Banks’ exposure to bonds issued or guaranteed by the State Treasury remains high. The share of banks controlled by the State Treasury in the balance sheet total of the banking sector increased slightly (from 44% to 46%), but this does not result from ownership changes, but is only the result of a faster growth of these banks’ assets compared to the rest of the system.

The banking sector’s exposure to Treasury debt securities and guaranteed by the State Treasury stabilized after a significant increase in 2020. At the end of June 2021, the value of these instruments in banks’ balance sheets amounted to PLN 519 billion, i.e. 22 percent. banking sector assets and approx. 250 percent. banks’ own funds.

Treasury bonds and bonds guaranteed by the State Treasury constitute the dominant part of banks’ liquid assets, next to funds kept in accounts with the NBP and money bills. The high share of Treasury bonds and bonds guaranteed by the Treasury in the assets of the banking sector increases banks’ sensitivity to potential shocks caused by market factors, but this exposure does not pose a threat to financial stability.

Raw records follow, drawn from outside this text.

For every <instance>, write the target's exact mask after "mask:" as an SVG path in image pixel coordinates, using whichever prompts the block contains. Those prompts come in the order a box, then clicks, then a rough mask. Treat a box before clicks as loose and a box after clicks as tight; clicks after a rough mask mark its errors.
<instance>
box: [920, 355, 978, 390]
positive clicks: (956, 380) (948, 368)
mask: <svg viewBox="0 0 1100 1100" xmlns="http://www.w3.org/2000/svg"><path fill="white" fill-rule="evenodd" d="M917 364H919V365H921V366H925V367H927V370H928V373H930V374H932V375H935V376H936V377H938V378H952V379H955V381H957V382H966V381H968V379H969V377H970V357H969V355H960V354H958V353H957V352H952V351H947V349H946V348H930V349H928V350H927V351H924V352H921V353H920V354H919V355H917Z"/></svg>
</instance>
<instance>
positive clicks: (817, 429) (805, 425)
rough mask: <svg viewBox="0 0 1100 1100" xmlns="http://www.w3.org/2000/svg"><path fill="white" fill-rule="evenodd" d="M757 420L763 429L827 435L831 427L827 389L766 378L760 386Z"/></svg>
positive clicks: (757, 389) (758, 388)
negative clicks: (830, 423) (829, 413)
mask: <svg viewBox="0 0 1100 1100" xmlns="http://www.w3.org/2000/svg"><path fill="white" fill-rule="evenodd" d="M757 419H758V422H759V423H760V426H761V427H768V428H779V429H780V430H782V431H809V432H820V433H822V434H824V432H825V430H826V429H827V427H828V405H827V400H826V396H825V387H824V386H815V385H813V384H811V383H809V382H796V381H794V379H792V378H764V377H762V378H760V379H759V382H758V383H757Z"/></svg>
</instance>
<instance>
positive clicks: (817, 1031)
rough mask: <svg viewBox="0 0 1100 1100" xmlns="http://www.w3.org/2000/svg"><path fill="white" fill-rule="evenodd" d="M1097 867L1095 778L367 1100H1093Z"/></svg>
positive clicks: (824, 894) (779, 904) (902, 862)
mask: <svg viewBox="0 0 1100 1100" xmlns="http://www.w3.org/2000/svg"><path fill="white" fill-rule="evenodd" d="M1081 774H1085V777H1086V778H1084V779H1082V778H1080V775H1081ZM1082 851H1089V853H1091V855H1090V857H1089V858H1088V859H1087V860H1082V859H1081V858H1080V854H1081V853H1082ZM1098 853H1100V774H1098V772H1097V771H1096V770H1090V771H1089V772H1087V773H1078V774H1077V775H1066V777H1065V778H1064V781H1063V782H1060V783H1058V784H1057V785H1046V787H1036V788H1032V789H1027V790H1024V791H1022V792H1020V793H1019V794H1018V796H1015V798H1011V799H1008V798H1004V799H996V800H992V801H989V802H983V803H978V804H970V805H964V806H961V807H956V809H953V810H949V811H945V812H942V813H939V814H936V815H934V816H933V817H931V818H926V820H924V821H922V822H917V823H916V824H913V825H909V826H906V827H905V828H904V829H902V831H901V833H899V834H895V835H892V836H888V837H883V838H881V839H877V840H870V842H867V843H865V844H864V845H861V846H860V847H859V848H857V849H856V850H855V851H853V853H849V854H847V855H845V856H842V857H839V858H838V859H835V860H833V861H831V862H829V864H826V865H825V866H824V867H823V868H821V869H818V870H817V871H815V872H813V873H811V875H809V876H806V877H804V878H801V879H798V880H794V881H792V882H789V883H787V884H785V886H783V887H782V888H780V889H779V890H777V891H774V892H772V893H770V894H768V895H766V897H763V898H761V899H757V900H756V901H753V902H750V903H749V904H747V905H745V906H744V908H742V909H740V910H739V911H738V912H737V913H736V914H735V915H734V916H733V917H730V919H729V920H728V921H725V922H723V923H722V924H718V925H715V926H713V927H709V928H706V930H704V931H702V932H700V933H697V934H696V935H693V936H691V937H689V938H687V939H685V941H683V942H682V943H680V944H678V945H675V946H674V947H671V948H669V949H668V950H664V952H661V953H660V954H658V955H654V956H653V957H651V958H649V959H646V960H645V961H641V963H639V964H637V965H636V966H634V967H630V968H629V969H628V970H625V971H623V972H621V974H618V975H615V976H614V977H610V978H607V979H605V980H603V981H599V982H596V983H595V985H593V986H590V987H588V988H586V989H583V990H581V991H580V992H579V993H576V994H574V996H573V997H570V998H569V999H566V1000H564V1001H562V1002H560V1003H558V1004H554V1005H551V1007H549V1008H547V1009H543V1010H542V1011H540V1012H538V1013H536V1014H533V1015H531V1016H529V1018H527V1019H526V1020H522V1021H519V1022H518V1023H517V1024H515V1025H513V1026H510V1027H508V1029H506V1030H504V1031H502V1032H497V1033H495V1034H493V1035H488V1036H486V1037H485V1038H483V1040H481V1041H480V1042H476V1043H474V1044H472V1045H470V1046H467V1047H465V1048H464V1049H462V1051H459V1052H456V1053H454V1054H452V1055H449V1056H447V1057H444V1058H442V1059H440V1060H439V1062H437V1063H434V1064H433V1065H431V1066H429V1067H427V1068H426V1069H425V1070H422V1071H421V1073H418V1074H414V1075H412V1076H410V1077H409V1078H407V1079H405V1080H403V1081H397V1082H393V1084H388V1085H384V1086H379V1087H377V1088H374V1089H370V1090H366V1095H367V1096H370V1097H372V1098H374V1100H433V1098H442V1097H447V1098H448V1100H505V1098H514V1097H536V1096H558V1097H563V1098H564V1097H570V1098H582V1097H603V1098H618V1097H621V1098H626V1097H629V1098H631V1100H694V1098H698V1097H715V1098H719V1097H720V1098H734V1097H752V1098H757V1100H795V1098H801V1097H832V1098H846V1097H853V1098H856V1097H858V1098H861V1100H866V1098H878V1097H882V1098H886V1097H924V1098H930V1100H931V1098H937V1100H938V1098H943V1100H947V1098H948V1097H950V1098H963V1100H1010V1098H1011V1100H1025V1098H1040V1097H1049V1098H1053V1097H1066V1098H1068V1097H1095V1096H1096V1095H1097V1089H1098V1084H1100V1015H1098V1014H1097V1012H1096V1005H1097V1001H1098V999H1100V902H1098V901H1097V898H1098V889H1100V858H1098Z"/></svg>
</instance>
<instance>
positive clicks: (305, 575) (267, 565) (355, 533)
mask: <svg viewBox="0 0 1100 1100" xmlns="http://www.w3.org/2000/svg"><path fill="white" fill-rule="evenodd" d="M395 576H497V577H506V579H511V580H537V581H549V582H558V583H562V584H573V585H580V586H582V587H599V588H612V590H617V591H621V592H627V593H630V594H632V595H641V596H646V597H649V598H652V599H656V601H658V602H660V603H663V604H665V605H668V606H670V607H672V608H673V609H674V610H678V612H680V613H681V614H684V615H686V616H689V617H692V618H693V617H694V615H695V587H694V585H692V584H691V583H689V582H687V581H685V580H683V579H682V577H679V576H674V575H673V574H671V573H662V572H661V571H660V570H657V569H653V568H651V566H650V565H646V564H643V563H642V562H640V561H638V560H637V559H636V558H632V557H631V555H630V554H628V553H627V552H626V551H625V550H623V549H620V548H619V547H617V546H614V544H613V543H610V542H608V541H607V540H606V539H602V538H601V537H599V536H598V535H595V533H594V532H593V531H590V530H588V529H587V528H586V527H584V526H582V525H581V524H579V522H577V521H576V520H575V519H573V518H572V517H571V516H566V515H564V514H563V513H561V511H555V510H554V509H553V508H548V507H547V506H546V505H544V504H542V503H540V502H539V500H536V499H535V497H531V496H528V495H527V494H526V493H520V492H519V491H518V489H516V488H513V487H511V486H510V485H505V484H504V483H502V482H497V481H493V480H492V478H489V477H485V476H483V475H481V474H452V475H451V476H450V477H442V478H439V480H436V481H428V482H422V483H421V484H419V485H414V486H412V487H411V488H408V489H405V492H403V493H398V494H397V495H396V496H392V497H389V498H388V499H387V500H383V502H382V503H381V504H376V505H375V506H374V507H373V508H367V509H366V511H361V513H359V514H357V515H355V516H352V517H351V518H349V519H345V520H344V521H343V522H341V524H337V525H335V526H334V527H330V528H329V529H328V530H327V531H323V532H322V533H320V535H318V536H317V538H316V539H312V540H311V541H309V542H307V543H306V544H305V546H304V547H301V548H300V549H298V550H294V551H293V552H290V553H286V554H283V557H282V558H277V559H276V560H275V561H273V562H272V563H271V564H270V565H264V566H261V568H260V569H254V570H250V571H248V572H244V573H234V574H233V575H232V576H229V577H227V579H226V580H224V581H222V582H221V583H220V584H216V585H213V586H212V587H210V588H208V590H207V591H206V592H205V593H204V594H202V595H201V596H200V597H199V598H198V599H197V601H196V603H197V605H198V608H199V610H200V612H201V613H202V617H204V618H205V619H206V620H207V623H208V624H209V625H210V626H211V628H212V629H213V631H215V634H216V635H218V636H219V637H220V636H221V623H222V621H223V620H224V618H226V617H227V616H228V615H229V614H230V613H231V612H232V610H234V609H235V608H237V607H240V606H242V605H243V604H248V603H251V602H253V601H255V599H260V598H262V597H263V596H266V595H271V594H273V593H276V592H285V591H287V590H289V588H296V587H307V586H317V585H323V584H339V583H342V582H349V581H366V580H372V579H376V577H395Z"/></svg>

The risk of “contamination” related to the weaker financial condition of some credit institutions has decreased and does not pose a significant threat to the stability of the entire banking sector, the NBP reported in its semi-annual report on the stability of the financial system in Poland.

“The contagion risk related to the weaker financial condition of some credit institutions has decreased and does not pose a significant threat to the stability of the entire banking sector. Direct exposures between banks in Poland are limited and the contagion channel may be mainly increased contributions from other banks to replenish BFG funds. financial results resulting from the resolution process or possible bankruptcy of weaker entities should not, however, significantly deteriorate the financial situation of other banks “- it was written.

The NBP explains that the effects of contagion are understood as a threat of bankruptcy of a stable bank, which occurs as a result of the necessity to incur increased costs of BFG contributions.


About Eric Wilson

The variety offered by video games never ceases to amaze him. He loves OutRun's drifting as well as the contemplative walks of Dear Esther. Immersing himself in other worlds is an incomparable feeling for him: he understood it by playing for the first time in Shenmue.